In our project, we need compare different slopes of lines in order to decide whether to combine them. It looks an easy job! But the problem is that the slope is not as we usually define. The dataset used is composed of a series of values, i.e., a one-dimension data stream. When we plot all points in a figure, we take the horizontal axis to represent the sequence number of these points. Whereas, we use the vertical axis to measure the value of each point. The 'slope' of a line in such a plot, means kind of increasing rate. You can also call its slope, but it's impossible to associate it with the tangent of a degree. (Because the scales of two axis are different, the degree here is not meaningful!) When calculating the difference between two consecutive lines, I firstly try a conversion method. That is, the value of 'slope' here is normalized in the beginning by means of normalizing scales of both axis. Then we can use a degree to represent each 'slope'. Next, I use tangent function to calculate the difference of two 'slope'. Finally, translating the difference back to the axis system we use originally.
But after a second thought, I don't believe it is a good solution to calculate the difference of slopes. The main reason is that it is no point using a two-dimensional method to calculate one-dimension difference.
At last, I return for the old approach: just use the arithmatical difference between two 'slope' we get in the current coordinative system. (only minus is concerned!)
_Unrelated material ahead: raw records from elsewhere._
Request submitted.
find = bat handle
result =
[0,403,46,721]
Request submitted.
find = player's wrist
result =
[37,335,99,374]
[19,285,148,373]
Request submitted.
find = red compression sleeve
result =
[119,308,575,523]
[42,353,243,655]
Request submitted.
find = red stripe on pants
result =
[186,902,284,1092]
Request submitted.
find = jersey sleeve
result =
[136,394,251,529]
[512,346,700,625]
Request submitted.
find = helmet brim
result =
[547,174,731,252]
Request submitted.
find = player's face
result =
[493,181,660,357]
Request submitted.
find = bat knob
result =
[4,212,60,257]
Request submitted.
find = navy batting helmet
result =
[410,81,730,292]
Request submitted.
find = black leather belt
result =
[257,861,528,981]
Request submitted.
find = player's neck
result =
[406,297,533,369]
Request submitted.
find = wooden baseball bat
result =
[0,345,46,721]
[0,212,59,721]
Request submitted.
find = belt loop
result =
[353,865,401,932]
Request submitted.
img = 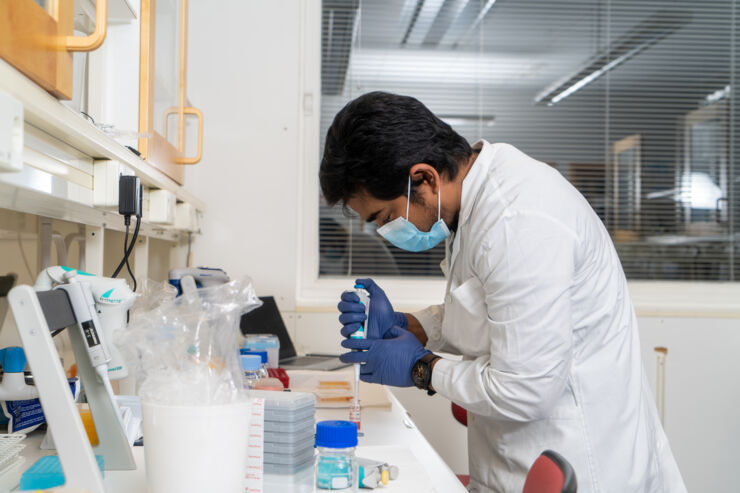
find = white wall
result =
[186,0,301,311]
[187,0,740,484]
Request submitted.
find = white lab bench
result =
[10,389,467,493]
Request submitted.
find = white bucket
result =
[142,401,250,493]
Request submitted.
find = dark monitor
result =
[239,296,297,361]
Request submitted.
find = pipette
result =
[349,284,370,430]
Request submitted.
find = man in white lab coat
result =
[320,92,685,493]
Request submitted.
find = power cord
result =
[111,215,141,292]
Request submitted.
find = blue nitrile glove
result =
[337,279,409,339]
[339,327,431,387]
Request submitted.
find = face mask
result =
[378,176,450,252]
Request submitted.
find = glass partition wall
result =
[319,0,740,281]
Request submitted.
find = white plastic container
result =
[142,401,250,493]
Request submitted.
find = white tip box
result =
[0,92,23,172]
[175,202,200,233]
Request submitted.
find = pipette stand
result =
[8,286,136,493]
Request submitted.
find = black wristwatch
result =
[411,353,440,395]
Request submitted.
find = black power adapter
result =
[118,175,144,218]
[112,175,144,291]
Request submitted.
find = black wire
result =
[126,246,136,292]
[112,216,141,291]
[111,221,131,279]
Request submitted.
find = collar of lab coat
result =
[440,139,494,276]
[457,140,494,230]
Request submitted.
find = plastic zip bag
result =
[115,278,262,406]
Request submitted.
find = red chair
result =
[451,402,470,486]
[523,450,578,493]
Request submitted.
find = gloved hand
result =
[337,279,409,339]
[339,327,431,387]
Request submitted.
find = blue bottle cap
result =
[239,349,267,365]
[241,354,262,371]
[0,346,26,373]
[316,421,357,448]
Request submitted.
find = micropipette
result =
[349,284,370,430]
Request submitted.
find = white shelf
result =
[0,60,206,211]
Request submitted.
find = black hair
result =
[319,91,473,205]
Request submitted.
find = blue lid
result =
[0,346,26,373]
[20,455,105,490]
[241,354,262,371]
[316,421,357,448]
[239,348,267,365]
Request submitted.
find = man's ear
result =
[409,163,441,193]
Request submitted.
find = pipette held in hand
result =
[349,284,370,430]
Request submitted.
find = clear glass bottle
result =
[314,421,357,492]
[240,354,262,389]
[240,349,270,378]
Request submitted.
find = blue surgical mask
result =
[378,176,450,252]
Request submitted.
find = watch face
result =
[411,361,426,389]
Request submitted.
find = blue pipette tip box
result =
[19,455,105,491]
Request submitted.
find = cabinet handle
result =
[64,0,108,51]
[164,106,203,164]
[654,347,668,427]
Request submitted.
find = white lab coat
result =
[414,141,686,493]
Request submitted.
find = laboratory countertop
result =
[10,389,467,493]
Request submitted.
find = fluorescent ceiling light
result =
[534,11,691,106]
[439,115,496,127]
[348,49,541,87]
[452,0,496,48]
[678,171,724,210]
[705,85,732,104]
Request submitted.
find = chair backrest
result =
[451,402,468,426]
[523,450,578,493]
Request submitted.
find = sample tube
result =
[349,284,370,430]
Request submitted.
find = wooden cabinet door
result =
[0,0,74,99]
[139,0,203,184]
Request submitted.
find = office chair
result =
[522,450,578,493]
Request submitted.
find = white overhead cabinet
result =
[0,0,205,280]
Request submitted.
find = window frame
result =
[295,0,740,318]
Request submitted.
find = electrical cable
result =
[123,217,136,292]
[111,216,141,291]
[18,231,36,282]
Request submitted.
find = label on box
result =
[244,397,265,493]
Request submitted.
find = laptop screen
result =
[239,296,297,361]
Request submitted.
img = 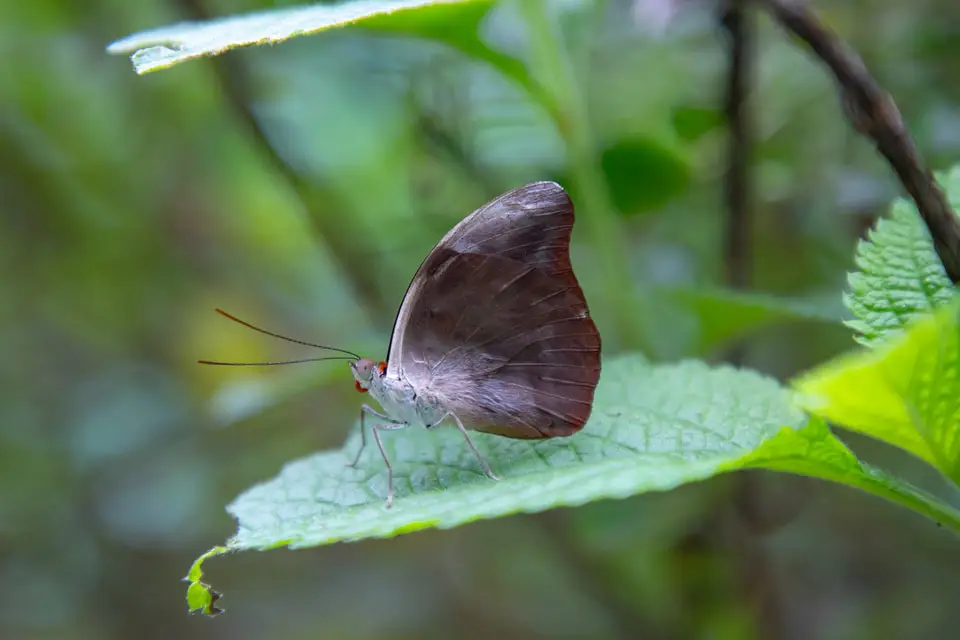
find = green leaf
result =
[190,356,960,608]
[107,0,478,74]
[844,166,960,346]
[183,546,230,616]
[795,301,960,483]
[721,418,960,532]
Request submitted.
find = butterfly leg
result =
[370,423,407,509]
[347,404,390,467]
[436,413,500,480]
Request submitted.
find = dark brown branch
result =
[763,0,960,284]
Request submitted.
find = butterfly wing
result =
[388,182,600,438]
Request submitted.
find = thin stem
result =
[721,0,753,289]
[174,0,394,324]
[763,0,960,284]
[517,0,640,347]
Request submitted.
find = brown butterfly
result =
[205,182,600,507]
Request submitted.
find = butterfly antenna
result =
[208,309,360,364]
[197,356,353,367]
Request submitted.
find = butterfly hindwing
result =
[388,182,600,438]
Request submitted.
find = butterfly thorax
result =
[369,371,446,427]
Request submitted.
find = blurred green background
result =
[0,0,960,639]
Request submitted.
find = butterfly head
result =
[350,358,387,393]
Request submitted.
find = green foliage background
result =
[0,0,960,638]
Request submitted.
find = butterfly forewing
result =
[388,182,600,438]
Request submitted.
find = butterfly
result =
[202,182,600,508]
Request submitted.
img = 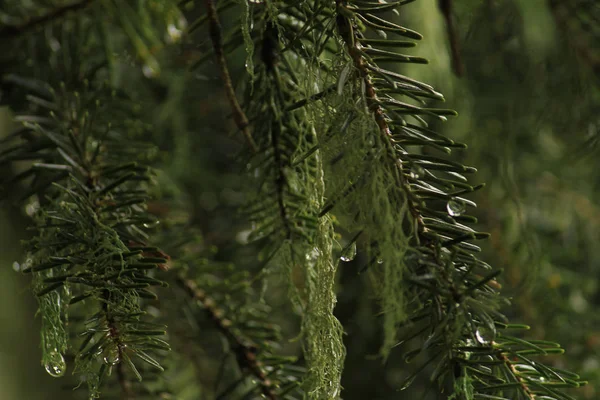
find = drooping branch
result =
[206,0,258,153]
[177,276,279,400]
[0,0,94,39]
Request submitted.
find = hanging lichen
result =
[302,148,346,399]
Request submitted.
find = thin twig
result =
[206,0,258,153]
[0,0,93,39]
[177,277,277,400]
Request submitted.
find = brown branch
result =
[0,0,93,39]
[438,0,464,77]
[336,10,426,234]
[177,276,277,400]
[206,0,258,153]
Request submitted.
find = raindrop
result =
[399,375,416,390]
[475,326,495,344]
[375,29,387,39]
[340,242,356,262]
[446,199,467,217]
[143,220,160,228]
[103,347,121,366]
[142,64,158,78]
[25,196,40,217]
[410,164,425,179]
[167,24,181,43]
[44,350,67,378]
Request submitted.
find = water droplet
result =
[410,164,425,179]
[142,64,158,78]
[167,24,181,43]
[475,326,495,344]
[340,242,356,262]
[25,196,40,217]
[103,347,121,366]
[400,375,416,390]
[44,351,67,378]
[142,220,160,228]
[446,199,467,217]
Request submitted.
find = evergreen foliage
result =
[0,0,597,400]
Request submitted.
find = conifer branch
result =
[0,0,94,39]
[177,276,279,400]
[205,0,258,153]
Thursday, October 06, 2005

The determination of boundaries among topic segments

In order to get the information about boundaries of topic segments, we need simplify the method. That is:
  1. if the segment currently concerned is a dominated/dominant pattern, all of points in the segment can not be taken as the starting point of other segments.
  2. if there are not only one points in the segment line, the boundary might be the starting point when there are no any segments before it. Or else, the point next to the starting point of the segment is taken as the boundary.
  3. if there are only two nodes in the segment which are end points of the line. The peak point would be a boundary which is also the single point segment. The point next to the peak would be the boundary for the following topic segment.

The definition of topic segments

In terms of curve analysis, a topic segment is a point, a straight line or a series of consecutive straight lines. Topic segments should not have shared points. The boundary between two consecutive topic segments is defined as the starting point of the second topic segment.

  • The topic segment is a point: see (b) in the figure above. When the line is only composed of two points, say p1.p2 and p2.p3, the point p2 is taken as a single point topic segment. The boundary is itself. The point p3 will be a boundary for the following topic segment.
  • The topic segment is a line: there are some different cases in this situation. (a) has two topic segments, one is 'dominated/dominant' pattern, and the other is 'drifting'. For 'dominant/dominated' pattern topic segments, the point at the end of line can not be boundaris except the starting point. So p2 can not be a boundary. The boundary in the case (a) is p3, which is the starting point of the following 'drifting' segment. (c) has two 'drifting' segments, each of which is composed of more than one points, we use the peak point p2 as the boundary of two topic segments.
  • The last case (d) is a topic segment of 'interrupted' pattern. The boundary should be p1.

Steps to get the topic segments and patterns

After we got the plot of entries by means of MDS (Multiple Dimensional Scaling) method, there are at least four more different steps towards the achievement of topic segments and topic development patterns. They are:
  1. Curve Segmentation Algorithm on the plot of all entries concerned.
  2. Combining lines with similar behavior.
  3. Identify topic segments.
  4. Classify topic segments based on the development pattern insides.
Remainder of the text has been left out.